Не очень-то хотелось Борису идти на такую комбинацию: как ни суди, а всё же жульничество. Но подводить контору и крестьян, да чего греха таить, и себя – тоже не хотелось. Он колебался. Тогда Замула решил довершить начатое дело:
– Ну. коли вы уж так сомневаетесь, то давайте так: если Северцев что-либо обнаружит, я всё на себя возьму. Скажу, что рубщики неопытные попались и перепутали. Пусть уж с меня спрос будет!
Этот довод, хотя и не убедил Бориса полностью, ведь могли же ему сказать: а как же вы их за дуб приняли? – но, за неимением другого выхода, заставил согласиться.
К удивлению всех, Северский хотя и не был так пьян, как думал Замула, подмены не заметил и липовые чурки принял за дубовые без каких-либо замечаний.
Борис был удивлён близорукостью Северцева и считал, что и он, и его артельщики ловко надули представителей японского капитала.
Об этом случае нельзя было умолчать, ведь в отчёте конторе следовало указывать и породу деревьев. Узнал о замене дуба липой и Борис Владимирович Озьмидов. Хотя Борис и опасался нагоняя, но Озьмидов, живший по пословице «Не обманешь – не продашь», его даже похвалил.
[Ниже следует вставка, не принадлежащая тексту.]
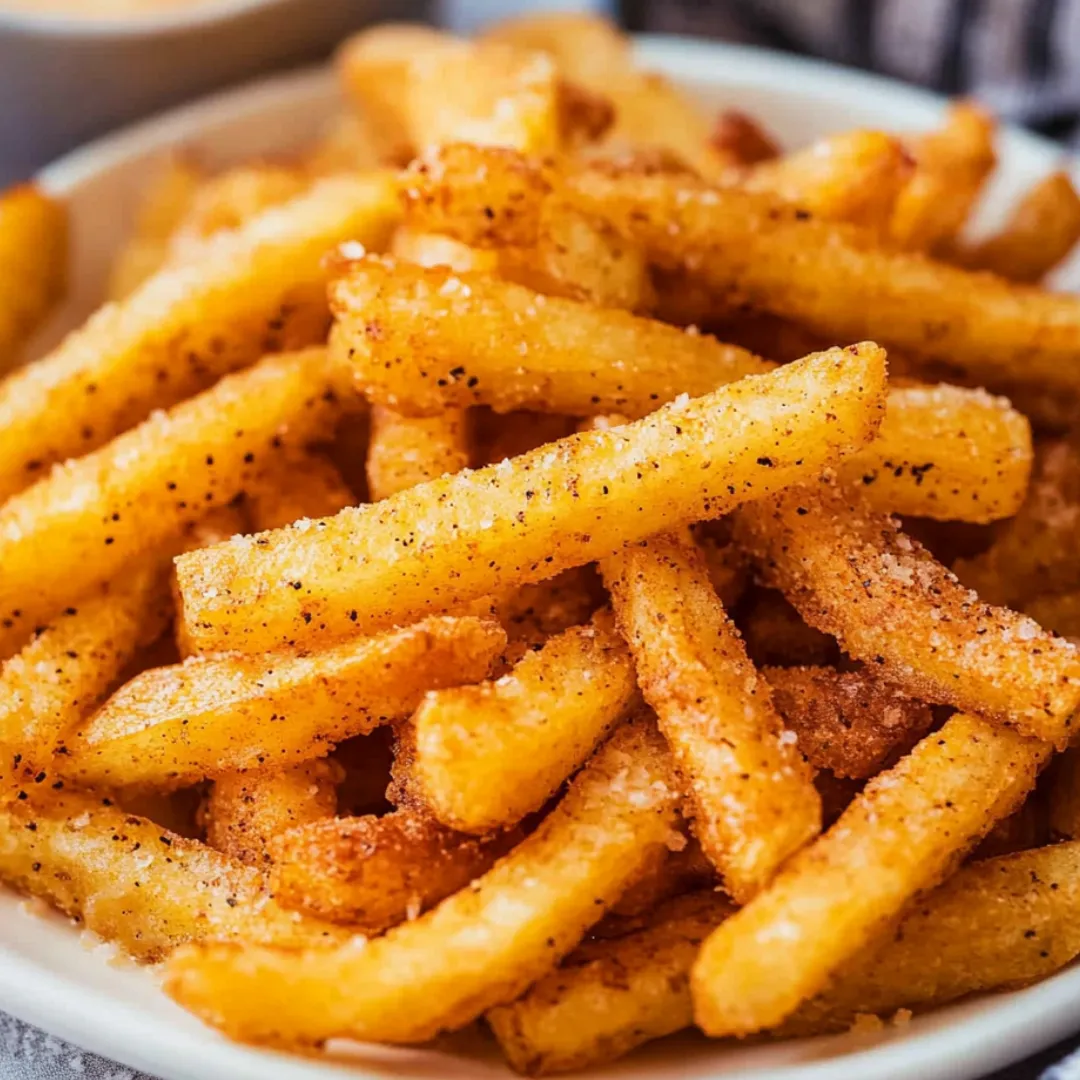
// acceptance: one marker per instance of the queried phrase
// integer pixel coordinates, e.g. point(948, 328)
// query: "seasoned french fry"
point(947, 453)
point(246, 810)
point(489, 754)
point(374, 873)
point(952, 165)
point(160, 212)
point(752, 794)
point(511, 524)
point(609, 997)
point(93, 515)
point(853, 574)
point(258, 289)
point(34, 250)
point(65, 672)
point(1043, 228)
point(478, 948)
point(849, 723)
point(905, 833)
point(125, 879)
point(214, 715)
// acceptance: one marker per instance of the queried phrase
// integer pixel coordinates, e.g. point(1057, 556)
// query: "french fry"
point(245, 811)
point(511, 524)
point(213, 715)
point(1035, 553)
point(258, 289)
point(481, 947)
point(34, 250)
point(162, 206)
point(832, 278)
point(947, 453)
point(1042, 229)
point(849, 723)
point(905, 833)
point(952, 164)
point(489, 754)
point(751, 793)
point(373, 873)
point(853, 574)
point(94, 514)
point(133, 883)
point(611, 996)
point(64, 673)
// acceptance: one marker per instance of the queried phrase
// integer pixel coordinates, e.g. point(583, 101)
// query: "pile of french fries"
point(545, 557)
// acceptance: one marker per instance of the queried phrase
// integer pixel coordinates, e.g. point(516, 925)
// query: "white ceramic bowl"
point(65, 78)
point(49, 979)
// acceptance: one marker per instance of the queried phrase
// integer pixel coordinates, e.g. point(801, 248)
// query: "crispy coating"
point(905, 833)
point(751, 793)
point(481, 947)
point(247, 293)
point(853, 574)
point(850, 723)
point(34, 253)
point(374, 873)
point(215, 714)
point(561, 505)
point(489, 754)
point(1041, 231)
point(246, 810)
point(609, 997)
point(134, 883)
point(91, 516)
point(420, 340)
И лишь спустя много лет Борис узнал, что обманутыми-то всё-таки оказались не японцы, а они. В Японии очень мало липы и её совсем не разрешают рубить. А многие деревянные безделушки, весьма распространённые в стране, делаются из липы. Её ввозят из Кореи, и обходится она довольно дорого. Так вот, Северцев, очевидно, прекрасно разглядел, какой «дуб» ему подсунули, и решил извлечь из этого выгоду: его компания безоговорочно заплатила штраф рудникам за недопоставку стоек, и заработала втрое больше, отсортировав липу и продав её, как столярный поделочный материал.
Пожалуй, только тогда Алёшкин по-настоящему понял, какая это сложная вещь – торговля с иностранными государствами.